Another example worth mentioning is the Shiashe-East Legon area along the Motorway, which was abandoned many years ago and has now been turned into a stretch of high-rise structures, housing the stunning mix-use properties, namely, the Gallery, Luxwood and several others still undergoing construction. Time and space will fail us to present a comprehensive list of all such facilities in Accra and across major cities in Ghana.
Increased Tax Revenue
Property taxes, corporate income taxes and VAT from foreign direct real estate investors have contributed to national revenue whilst boosting GDP growth.
Boost to Related Sectors
Foreign direct real estate investments have boosted various sectors of the economy by virtue of their distribution across various sectors of the real estate value chain including hospitality, retail, logistics with their trickling down effect on other sectors of the economy such as financial services and the general services sector.

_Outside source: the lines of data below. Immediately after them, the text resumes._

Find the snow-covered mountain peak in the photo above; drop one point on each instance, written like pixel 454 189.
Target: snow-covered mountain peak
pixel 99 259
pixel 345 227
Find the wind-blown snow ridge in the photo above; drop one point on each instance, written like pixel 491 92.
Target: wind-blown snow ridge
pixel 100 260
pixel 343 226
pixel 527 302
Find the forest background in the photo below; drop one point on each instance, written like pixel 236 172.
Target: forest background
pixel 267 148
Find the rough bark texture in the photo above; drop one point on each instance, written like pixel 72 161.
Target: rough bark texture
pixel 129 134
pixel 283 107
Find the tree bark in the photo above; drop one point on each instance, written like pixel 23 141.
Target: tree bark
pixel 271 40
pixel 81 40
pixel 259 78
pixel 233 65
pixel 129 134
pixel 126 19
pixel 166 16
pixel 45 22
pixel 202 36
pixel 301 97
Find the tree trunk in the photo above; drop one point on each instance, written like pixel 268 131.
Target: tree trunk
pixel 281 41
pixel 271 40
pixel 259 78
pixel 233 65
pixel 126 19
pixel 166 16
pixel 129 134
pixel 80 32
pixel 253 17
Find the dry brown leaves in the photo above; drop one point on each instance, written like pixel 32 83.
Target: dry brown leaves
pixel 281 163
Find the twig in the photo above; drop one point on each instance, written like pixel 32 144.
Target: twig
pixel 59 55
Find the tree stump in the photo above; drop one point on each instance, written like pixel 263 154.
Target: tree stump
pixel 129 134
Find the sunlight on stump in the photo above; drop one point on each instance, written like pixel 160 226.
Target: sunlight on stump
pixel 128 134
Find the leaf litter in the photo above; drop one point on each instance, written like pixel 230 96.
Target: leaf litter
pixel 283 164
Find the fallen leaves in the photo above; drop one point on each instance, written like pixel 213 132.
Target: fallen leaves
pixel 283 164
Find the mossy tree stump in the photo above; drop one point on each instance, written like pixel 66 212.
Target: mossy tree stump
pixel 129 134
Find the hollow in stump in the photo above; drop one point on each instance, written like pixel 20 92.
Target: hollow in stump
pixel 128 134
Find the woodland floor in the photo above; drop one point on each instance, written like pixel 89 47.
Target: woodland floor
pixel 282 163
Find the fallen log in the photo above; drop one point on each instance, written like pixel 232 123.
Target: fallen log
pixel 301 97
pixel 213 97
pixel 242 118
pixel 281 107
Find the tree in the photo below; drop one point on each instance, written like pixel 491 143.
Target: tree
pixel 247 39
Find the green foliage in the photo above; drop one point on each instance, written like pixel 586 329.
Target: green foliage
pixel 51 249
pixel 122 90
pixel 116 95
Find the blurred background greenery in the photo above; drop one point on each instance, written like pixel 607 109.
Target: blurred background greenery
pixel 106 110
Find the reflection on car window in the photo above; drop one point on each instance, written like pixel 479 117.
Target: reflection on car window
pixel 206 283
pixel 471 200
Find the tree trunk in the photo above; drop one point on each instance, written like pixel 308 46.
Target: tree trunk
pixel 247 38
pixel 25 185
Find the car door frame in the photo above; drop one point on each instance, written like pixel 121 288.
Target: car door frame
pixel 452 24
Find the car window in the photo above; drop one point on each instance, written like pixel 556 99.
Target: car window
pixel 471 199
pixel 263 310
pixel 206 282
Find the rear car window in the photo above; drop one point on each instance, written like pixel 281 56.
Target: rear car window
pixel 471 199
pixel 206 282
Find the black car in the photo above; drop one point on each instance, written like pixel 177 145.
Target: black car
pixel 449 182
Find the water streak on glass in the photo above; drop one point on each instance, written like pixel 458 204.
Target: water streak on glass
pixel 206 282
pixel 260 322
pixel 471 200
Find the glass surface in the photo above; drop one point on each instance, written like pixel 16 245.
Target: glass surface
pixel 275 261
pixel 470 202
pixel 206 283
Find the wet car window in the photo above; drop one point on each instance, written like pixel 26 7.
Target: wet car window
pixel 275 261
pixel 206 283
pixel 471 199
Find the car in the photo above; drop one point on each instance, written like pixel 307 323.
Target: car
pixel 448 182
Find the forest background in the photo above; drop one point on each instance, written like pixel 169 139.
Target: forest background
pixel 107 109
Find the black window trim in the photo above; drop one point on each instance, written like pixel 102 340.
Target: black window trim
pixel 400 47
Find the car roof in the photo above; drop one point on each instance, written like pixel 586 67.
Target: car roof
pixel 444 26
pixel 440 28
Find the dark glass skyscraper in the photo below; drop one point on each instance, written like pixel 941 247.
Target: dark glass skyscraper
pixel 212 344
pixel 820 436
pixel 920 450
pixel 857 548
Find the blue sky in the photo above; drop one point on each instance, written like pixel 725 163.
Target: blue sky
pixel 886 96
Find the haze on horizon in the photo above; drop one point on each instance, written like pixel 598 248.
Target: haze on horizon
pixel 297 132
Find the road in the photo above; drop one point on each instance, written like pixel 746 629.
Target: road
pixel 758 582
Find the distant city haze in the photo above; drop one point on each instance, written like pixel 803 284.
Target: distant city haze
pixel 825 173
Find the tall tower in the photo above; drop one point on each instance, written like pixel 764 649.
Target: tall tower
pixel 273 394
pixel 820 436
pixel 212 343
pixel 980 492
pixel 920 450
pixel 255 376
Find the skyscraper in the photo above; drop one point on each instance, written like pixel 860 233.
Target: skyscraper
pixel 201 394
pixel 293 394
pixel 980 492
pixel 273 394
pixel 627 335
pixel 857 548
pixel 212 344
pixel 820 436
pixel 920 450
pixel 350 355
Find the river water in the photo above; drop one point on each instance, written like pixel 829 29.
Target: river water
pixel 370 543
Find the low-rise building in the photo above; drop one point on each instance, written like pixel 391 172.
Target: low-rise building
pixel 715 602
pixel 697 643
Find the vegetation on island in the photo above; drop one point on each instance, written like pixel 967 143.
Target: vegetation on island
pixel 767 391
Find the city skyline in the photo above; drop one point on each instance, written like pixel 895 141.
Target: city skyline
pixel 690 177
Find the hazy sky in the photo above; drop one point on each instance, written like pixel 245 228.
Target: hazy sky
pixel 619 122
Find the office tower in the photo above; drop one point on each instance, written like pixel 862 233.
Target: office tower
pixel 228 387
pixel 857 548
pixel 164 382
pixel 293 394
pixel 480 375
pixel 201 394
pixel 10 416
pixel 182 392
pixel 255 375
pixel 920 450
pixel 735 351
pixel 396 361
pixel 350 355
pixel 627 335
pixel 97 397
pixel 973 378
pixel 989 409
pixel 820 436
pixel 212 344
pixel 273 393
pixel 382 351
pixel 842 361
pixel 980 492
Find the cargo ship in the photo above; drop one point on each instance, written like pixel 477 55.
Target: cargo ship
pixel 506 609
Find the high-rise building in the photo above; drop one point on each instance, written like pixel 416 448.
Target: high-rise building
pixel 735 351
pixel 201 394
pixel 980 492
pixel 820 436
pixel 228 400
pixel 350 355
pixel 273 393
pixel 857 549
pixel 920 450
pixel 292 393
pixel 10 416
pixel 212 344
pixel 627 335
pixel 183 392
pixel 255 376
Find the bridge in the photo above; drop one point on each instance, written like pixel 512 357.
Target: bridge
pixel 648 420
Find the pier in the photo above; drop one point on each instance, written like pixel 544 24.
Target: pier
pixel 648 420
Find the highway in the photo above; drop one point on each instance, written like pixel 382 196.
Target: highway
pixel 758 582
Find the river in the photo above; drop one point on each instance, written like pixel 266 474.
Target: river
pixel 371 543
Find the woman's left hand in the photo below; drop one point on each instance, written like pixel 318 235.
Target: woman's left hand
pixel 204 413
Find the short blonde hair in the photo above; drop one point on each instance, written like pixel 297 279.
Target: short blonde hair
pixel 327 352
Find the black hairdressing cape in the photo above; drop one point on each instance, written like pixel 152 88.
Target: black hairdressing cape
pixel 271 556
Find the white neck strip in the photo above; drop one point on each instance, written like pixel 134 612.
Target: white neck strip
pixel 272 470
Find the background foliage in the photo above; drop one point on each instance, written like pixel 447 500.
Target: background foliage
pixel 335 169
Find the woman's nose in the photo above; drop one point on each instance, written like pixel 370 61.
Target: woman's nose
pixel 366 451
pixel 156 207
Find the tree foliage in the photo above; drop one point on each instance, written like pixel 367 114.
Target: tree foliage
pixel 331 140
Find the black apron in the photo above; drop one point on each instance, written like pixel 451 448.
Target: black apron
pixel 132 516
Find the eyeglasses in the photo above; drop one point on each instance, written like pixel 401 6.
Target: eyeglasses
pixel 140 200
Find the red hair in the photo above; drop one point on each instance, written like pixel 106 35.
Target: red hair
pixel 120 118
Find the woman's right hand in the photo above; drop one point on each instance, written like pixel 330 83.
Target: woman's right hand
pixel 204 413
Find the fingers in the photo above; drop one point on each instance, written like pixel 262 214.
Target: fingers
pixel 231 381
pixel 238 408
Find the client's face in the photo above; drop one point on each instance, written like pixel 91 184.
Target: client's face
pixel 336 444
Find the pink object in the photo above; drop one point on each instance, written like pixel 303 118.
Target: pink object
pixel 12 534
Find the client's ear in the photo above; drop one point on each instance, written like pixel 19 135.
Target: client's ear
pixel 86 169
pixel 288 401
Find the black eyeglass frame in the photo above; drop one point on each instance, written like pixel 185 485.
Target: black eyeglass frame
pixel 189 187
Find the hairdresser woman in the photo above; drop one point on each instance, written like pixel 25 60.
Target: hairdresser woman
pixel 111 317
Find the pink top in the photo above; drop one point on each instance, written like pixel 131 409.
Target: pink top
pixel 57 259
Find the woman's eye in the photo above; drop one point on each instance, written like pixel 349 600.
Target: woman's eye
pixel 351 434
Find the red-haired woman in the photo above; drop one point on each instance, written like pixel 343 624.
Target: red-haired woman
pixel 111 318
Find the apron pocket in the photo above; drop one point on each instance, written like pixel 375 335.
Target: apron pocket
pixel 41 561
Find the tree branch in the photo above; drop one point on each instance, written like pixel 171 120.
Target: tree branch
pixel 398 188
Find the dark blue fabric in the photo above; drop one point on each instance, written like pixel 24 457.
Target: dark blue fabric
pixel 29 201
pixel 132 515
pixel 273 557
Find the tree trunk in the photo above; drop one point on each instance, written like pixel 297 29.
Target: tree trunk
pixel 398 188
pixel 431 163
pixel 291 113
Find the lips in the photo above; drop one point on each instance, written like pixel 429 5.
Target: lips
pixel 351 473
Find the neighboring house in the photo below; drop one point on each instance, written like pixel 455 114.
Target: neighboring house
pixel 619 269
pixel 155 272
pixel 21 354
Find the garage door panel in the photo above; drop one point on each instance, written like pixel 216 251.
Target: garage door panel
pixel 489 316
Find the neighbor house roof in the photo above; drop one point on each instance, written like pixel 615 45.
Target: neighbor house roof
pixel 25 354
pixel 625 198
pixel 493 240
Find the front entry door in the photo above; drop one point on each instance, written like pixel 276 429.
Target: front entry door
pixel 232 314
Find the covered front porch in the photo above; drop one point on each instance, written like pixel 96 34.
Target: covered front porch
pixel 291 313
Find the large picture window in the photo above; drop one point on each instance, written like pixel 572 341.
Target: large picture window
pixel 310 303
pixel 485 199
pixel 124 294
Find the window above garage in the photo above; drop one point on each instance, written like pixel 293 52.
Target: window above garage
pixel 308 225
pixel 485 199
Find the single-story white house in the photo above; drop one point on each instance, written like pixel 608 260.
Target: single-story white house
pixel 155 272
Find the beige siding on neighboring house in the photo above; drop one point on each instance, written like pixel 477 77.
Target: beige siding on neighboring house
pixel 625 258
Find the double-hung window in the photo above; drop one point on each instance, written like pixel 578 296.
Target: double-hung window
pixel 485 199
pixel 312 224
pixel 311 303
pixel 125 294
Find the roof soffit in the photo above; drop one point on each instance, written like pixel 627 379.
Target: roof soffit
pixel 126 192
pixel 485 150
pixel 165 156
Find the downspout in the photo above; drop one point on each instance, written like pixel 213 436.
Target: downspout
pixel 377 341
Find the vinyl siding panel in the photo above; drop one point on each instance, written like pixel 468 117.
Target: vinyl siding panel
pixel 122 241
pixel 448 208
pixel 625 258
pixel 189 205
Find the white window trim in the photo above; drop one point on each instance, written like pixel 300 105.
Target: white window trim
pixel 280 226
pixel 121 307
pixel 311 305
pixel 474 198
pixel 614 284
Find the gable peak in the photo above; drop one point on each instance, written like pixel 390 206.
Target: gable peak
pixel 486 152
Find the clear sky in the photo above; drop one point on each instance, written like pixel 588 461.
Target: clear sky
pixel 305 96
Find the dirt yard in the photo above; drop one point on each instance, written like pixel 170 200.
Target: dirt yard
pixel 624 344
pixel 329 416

Improved Market Competitiveness
Also, foreign direct real estate investment has raised market competitiveness. This to some extent guaranteed quality and gives clients value for money. In fact, the proliferation of these multinational investments in the sector has led to improved building and infrastructure designs compared to what we saw decades back. Besides, it has also led to increased supply leading to keen competition, improving quality and diversifying options for buyers and tenants.
Tourism and Investment Appeal
It is also true that modern and robust infrastructure can serve as an attraction to tourists. Dubai has become a global center for tourism today because of its stunning real estate infrastructure. Iconic real estate projects can improve a country’s global image and attract more tourists and investors.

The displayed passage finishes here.